Eat less first, do more second


Among the great unsolvable issues out there – eggs first or chickens? Vanilla or chocolate? White meat or dark? – one of the most contentious (and incredibly important) is this: are we getting so fat so quickly because we don’t work as hard as we used to? Or are we getting so fat so quickly because we eat way more than we used to?

It’s probably both but my bias has long been that if we had to pin our huge public health programs on one side of that ledger – and if it were me and I wanted to reduce my weight with the highest probability that I could keep those lost pounds off - it would be to get reduce calorie intake, whether by eating less (fat chance) or by eating better (slim chance) or preferably by doing both.

And according to a recent study, that is the best way to go – eat less first, do more second – because by comparing vastly different cultures, this study argues that “modern, lazy people” are actually burning as many calories as people who are still mostly hunter-gatherers.

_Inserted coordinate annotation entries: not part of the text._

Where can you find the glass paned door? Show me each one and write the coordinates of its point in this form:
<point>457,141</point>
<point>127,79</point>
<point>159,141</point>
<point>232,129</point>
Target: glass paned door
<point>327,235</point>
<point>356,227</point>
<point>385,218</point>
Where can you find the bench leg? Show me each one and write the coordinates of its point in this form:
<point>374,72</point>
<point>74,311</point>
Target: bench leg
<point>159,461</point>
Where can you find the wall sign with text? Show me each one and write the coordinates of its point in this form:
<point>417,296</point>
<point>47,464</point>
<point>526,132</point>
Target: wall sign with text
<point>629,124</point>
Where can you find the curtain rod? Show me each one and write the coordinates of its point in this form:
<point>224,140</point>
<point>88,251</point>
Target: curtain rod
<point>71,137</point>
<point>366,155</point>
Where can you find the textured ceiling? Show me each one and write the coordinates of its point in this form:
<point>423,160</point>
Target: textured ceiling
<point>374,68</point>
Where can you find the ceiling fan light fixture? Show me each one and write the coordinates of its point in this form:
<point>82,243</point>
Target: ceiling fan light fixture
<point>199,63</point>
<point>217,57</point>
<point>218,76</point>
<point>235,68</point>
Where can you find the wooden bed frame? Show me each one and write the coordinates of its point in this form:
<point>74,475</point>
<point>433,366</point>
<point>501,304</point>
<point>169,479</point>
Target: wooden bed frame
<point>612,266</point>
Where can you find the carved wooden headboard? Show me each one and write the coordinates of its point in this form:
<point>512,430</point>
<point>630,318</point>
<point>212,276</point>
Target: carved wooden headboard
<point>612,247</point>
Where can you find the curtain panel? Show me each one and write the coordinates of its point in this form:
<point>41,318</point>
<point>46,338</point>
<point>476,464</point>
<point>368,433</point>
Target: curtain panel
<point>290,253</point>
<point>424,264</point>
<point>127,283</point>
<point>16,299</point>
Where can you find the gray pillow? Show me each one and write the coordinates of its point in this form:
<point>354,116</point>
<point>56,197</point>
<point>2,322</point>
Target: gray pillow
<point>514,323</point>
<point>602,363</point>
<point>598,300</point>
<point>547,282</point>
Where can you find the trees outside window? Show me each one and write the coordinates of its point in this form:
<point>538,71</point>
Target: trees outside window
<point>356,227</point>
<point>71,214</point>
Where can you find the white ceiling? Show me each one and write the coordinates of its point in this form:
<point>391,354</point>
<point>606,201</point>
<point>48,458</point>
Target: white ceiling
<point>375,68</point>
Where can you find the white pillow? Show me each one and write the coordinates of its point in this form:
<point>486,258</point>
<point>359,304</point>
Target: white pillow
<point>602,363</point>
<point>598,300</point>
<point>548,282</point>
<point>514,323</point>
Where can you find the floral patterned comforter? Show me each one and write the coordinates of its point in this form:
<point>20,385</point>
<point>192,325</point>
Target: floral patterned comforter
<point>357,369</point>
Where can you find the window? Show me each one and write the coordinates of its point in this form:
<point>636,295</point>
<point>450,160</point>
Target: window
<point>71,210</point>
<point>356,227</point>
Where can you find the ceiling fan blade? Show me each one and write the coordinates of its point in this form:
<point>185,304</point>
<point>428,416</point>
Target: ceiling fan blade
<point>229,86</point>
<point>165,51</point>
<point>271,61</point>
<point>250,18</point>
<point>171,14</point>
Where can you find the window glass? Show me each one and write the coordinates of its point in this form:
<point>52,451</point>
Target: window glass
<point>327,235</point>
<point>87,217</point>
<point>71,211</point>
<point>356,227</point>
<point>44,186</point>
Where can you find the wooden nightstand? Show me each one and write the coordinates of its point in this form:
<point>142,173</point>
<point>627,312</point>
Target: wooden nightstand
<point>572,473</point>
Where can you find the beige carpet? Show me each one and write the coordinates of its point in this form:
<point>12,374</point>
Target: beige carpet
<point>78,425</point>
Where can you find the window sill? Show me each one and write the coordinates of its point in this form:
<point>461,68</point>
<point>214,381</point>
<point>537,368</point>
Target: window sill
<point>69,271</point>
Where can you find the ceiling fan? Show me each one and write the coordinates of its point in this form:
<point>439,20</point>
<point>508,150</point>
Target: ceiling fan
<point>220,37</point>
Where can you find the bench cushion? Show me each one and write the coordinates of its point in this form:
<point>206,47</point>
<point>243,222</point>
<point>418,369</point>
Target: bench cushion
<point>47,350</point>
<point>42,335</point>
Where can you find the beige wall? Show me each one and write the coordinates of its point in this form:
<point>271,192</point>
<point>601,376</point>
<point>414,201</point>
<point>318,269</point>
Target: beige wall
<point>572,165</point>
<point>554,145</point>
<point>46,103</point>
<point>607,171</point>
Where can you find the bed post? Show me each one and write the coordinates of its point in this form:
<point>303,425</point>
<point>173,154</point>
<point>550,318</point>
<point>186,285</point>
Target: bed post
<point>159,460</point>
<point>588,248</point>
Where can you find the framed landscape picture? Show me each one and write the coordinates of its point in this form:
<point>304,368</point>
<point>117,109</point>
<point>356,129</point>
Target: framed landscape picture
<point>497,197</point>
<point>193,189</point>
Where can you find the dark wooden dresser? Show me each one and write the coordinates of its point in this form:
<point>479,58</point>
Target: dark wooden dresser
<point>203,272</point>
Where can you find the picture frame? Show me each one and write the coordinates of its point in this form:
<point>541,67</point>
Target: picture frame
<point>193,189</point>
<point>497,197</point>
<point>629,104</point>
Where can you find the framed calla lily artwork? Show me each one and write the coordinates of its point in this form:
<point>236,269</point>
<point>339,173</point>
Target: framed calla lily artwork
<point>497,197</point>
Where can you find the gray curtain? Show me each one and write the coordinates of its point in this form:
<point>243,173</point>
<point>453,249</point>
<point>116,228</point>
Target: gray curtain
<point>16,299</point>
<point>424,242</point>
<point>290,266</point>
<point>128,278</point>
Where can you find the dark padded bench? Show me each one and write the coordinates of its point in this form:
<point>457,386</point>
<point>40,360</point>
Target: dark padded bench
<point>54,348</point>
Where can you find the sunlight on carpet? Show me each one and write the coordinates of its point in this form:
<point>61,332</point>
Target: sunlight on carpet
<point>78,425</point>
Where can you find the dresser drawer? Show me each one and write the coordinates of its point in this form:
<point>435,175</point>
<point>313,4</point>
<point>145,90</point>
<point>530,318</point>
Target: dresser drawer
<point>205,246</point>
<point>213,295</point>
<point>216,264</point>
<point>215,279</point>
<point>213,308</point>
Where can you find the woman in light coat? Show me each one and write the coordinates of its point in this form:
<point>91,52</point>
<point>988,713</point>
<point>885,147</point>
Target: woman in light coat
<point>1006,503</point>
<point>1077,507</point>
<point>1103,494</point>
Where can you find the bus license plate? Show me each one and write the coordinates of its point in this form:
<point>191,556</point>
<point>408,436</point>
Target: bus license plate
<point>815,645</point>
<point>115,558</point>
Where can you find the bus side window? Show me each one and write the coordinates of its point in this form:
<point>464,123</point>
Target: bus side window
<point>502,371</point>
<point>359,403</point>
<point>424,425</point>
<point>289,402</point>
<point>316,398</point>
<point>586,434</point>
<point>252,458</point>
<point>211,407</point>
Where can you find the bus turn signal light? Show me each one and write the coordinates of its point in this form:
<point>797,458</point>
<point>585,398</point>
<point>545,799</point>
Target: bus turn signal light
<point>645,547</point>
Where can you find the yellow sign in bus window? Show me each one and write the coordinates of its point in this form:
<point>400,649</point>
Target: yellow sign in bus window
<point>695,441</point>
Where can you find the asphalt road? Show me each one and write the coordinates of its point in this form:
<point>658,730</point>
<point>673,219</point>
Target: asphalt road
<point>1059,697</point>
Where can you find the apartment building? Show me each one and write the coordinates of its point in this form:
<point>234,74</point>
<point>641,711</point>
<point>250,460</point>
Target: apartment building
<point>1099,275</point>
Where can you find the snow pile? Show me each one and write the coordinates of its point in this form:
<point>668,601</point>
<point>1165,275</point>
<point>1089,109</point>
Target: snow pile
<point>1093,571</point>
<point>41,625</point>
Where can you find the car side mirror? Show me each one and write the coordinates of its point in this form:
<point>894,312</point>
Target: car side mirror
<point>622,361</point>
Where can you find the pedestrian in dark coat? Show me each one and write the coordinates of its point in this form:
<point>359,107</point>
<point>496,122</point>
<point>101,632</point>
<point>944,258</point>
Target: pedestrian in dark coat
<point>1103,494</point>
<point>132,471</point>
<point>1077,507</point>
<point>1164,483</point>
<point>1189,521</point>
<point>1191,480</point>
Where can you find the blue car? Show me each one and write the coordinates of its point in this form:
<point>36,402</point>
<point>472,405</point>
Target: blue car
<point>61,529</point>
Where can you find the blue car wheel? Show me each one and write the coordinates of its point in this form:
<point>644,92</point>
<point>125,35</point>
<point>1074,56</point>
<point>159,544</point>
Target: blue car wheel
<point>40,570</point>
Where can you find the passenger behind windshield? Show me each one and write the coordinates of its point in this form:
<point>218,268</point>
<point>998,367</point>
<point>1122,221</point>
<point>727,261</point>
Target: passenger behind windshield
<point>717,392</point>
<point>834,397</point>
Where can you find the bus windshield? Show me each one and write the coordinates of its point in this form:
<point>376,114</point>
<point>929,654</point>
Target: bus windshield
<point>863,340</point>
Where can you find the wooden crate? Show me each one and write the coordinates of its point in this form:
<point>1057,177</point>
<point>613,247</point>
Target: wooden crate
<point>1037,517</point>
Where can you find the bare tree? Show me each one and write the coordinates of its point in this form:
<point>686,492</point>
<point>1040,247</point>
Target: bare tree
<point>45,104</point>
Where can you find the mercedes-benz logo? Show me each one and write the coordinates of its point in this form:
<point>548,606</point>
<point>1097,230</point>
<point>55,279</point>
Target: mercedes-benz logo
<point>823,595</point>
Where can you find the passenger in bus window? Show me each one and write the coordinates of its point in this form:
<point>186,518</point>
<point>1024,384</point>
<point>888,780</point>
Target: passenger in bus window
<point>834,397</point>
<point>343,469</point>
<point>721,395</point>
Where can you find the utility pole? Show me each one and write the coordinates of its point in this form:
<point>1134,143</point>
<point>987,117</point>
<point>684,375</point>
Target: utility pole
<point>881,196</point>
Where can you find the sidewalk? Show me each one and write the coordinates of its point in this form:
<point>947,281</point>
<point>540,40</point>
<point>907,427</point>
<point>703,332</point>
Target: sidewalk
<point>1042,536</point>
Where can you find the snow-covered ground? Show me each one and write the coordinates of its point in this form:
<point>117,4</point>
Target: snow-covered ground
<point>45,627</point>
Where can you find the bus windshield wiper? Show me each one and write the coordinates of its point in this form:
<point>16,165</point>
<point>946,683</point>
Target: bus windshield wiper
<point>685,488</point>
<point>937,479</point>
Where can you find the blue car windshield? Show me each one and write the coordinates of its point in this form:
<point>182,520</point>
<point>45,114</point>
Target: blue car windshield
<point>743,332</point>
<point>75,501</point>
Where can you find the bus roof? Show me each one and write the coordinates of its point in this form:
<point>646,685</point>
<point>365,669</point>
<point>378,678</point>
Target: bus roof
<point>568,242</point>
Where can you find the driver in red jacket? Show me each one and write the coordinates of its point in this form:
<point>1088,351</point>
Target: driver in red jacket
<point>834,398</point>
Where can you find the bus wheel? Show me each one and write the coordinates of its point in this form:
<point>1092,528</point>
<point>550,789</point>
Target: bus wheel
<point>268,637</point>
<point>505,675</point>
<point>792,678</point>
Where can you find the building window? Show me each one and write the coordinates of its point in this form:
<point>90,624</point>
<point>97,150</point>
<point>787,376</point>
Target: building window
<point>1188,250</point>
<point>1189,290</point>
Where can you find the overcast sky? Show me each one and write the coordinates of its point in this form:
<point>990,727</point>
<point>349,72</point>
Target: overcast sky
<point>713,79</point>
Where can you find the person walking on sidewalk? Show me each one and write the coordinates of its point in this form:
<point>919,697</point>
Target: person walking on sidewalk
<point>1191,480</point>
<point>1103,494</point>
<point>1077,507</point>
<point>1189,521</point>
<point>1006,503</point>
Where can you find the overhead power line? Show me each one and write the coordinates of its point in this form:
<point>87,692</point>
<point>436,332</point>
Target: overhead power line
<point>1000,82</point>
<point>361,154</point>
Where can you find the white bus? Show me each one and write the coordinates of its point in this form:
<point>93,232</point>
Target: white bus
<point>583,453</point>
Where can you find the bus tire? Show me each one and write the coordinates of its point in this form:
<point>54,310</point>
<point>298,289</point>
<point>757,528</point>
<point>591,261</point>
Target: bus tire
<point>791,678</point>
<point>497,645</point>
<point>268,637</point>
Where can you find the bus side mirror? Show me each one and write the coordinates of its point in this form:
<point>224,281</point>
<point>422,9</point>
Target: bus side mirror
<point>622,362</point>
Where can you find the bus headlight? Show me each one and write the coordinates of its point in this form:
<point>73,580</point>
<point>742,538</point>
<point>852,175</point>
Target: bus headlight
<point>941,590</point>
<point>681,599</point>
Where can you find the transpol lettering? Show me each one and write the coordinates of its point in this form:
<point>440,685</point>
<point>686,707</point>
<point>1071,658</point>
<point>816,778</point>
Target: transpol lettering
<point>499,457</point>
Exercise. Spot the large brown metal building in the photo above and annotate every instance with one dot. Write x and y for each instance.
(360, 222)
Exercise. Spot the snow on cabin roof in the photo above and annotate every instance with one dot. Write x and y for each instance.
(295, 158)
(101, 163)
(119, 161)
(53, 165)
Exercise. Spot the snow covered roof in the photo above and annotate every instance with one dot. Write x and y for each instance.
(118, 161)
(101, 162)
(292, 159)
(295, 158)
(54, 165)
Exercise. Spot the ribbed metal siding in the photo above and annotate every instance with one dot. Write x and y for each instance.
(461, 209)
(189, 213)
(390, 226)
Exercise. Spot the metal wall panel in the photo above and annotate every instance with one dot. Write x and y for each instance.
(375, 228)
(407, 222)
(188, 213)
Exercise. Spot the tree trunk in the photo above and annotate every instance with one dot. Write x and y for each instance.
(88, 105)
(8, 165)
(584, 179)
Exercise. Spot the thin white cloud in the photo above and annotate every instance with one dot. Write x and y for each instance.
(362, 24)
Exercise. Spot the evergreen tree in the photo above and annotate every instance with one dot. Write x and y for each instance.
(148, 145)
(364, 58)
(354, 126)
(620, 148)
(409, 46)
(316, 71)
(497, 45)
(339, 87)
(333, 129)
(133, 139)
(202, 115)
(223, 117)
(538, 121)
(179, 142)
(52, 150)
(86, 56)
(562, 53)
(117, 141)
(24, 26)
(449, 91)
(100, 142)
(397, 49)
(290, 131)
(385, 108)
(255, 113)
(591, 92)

And when you consider energy expenditure, this should come as no surprise surprising since – after they’ve taken care of finding dinner by chasing down some animal - hunter-gatherers (and no, I don’t speak from experience)  probably spend most of their time sitting around and – if they’re men – bragging about their hunting prowess.

In other words, whether you work in an office or you still chase meat in the wild, your energy expenditure in a day is not that wildly different.

What is hugely different is our access to food, especially crap, and that – more than not working out enough – is what is most likely making us fat so quickly.